Andrea Hernández, penulis newsletter Snaxshot, menyebut fenomena ini sebagai "efek lipstik," di mana generasi muda memanjakan diri dengan kemewahan kecil di tengah kondisi ekonomi yang tidak menentu.
Bagi Gen Z, camilan mahal bukan sekadar makanan, melainkan simbol status yang menunjukkan meskipun harga-harga naik, mereka tetap mampu menikmati sesuatu yang berkualitas.
Ekspresi diri via makanan
Makanan sebagai simbol status sebenarnya bukanlah hal baru. Pada tahun 1986, New York Times pernah menuliskan pilihan makanan dapat mencerminkan posisi atau status seseorang dalam masyarakat.
Namun, Gen Z membawa konsep ini ke level yang lebih tinggi, menggunakan makanan sebagai alat untuk mengekspresikan identitas dan aspirasi mereka.
Setiap pilihan makanan menjadi bagian dari narasi pribadi yang mereka bagikan kepada dunia melalui media sosial.
Salah satu contoh bagaimana makanan menjadi ekspresi diri adalah munculnya kolaborasi antara merek fesyen dan produsen makanan.
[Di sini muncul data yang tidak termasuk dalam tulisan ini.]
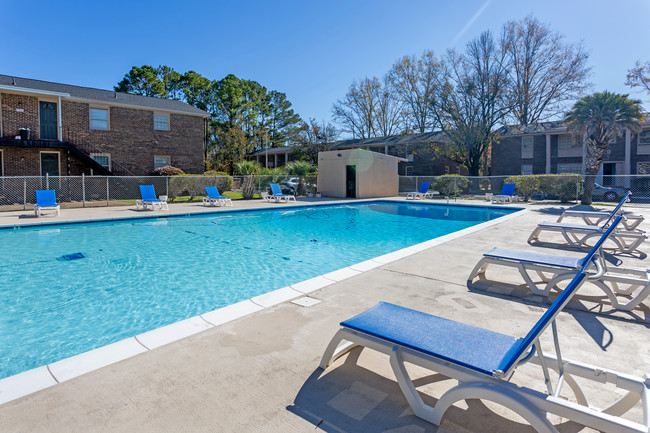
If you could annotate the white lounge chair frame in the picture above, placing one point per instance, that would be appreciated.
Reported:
(532, 405)
(595, 218)
(624, 287)
(38, 209)
(145, 203)
(578, 236)
(221, 201)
Laporan dari Vogue Business menyebutkan bahwa perubahan tren ini telah mempengaruhi industri fesyen.
Kini, beberapa merek fesyen bahkan bekerja sama dengan produsen makanan untuk menarik perhatian konsumen muda yang menghargai keunikan dan kualitas.
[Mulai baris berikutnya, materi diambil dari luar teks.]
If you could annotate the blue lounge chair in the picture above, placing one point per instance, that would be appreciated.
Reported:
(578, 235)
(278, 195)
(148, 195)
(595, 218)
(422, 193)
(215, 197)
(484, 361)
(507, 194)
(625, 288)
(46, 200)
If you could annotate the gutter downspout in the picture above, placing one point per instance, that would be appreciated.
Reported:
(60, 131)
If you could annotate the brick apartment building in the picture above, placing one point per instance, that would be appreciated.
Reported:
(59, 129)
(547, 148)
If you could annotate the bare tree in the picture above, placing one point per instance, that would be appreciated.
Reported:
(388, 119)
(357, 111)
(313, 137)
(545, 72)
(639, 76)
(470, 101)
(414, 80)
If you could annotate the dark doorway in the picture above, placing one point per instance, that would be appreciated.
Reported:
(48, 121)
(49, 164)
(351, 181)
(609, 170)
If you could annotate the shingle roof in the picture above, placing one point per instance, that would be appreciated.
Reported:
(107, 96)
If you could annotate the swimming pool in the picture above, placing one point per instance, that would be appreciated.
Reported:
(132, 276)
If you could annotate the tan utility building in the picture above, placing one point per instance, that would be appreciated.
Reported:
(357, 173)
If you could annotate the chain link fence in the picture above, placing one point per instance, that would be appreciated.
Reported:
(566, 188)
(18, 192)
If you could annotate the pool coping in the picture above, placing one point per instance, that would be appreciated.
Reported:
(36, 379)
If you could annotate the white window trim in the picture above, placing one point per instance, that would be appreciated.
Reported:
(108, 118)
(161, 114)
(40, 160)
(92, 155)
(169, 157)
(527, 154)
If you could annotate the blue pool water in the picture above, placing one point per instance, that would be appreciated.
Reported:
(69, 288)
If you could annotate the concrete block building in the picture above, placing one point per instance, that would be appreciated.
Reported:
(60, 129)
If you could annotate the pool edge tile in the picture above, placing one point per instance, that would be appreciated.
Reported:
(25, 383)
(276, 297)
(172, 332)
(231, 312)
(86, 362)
Dengan dunia yang semakin terhubung melalui media sosial, troli belanja Gen Z telah berubah menjadi simbol status baru.
Makanan bukan lagi sekadar kebutuhan untuk bertahan hidup, tetapi juga sarana untuk menyampaikan identitas, nilai-nilai, dan gaya hidup.
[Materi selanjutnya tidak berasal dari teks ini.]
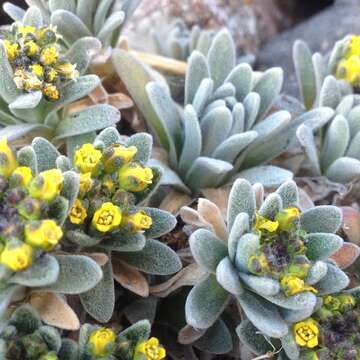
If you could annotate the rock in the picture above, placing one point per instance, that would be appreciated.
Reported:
(320, 32)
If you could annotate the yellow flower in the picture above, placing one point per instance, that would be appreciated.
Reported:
(26, 29)
(78, 213)
(118, 156)
(12, 49)
(49, 56)
(85, 183)
(137, 222)
(47, 185)
(107, 217)
(134, 177)
(108, 183)
(262, 223)
(102, 341)
(17, 257)
(332, 303)
(31, 48)
(151, 349)
(258, 264)
(306, 333)
(349, 69)
(51, 92)
(292, 285)
(354, 46)
(32, 83)
(24, 174)
(37, 70)
(8, 161)
(51, 75)
(87, 158)
(44, 234)
(68, 70)
(286, 218)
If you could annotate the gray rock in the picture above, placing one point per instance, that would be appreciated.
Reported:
(320, 32)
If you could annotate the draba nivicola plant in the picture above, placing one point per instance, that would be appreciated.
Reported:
(327, 82)
(110, 214)
(35, 201)
(25, 337)
(41, 78)
(79, 19)
(225, 129)
(331, 332)
(269, 256)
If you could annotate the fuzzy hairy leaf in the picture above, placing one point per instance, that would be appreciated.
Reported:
(43, 272)
(78, 274)
(324, 218)
(205, 303)
(241, 200)
(162, 222)
(321, 246)
(155, 258)
(90, 119)
(99, 302)
(228, 277)
(263, 315)
(334, 281)
(207, 249)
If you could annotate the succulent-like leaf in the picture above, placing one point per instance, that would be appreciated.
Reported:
(228, 277)
(323, 218)
(155, 258)
(44, 271)
(207, 249)
(78, 274)
(334, 281)
(205, 302)
(263, 315)
(320, 246)
(99, 301)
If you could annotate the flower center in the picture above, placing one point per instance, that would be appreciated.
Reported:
(306, 333)
(106, 217)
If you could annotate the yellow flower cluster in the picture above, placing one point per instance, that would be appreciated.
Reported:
(349, 67)
(110, 174)
(306, 333)
(284, 221)
(293, 285)
(34, 54)
(151, 349)
(28, 230)
(101, 342)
Kebiasaan ngemil di Indonesia
Fenomena makanan mewah dan premium tidak hanya terjadi di Amerika Serikat. Di Indonesia, konsumsi makanan ringan juga mengalami peningkatan signifikan, terutama di kalangan Milenial dan Gen Z.
Menurut Statista Market Insight seperti dikutip dari Bisniscom, 55% konsumen makanan ringan di Indonesia berasal dari kelompok Milenial dan Gen Z.
Harianus Zebua, Head of Corporate and Marketing Communication OT Group, menjelaskan bahwa pasar makanan ringan di Indonesia diperkirakan mencapai USD 7,84 miliar pada tahun 2023.
"Generasi Milenial dan Gen Z merupakan konsumen terbesar, dan mereka cenderung menyukai hal-hal baru, termasuk dalam hal makanan ringan," ujarnya kepada Bisniscom.
Selain itu, data dari Euromonitor menunjukkan bahwa penjualan keju di Indonesia tumbuh lebih dari 150 persen sejak 2018 hingga 2022, menunjukkan produk olahan susu semakin diminati oleh masyarakat Indonesia.
Hal ini menjadi tantangan bagi produsen makanan untuk terus berinovasi menciptakan produk yang sesuai dengan selera generasi muda.
Bagi Gen Z, baik di Amerika Serikat maupun Indonesia, makanan bukan sekadar kebutuhan dasar. Ini adalah sarana untuk mengekspresikan diri, membangun citra, dan menunjukkan status sosial mereka.
Di tengah dunia yang semakin kompleks, makanan menjadi bahasa universal yang mereka gunakan untuk mengkomunikasikan siapa mereka dan apa yang mereka hargai.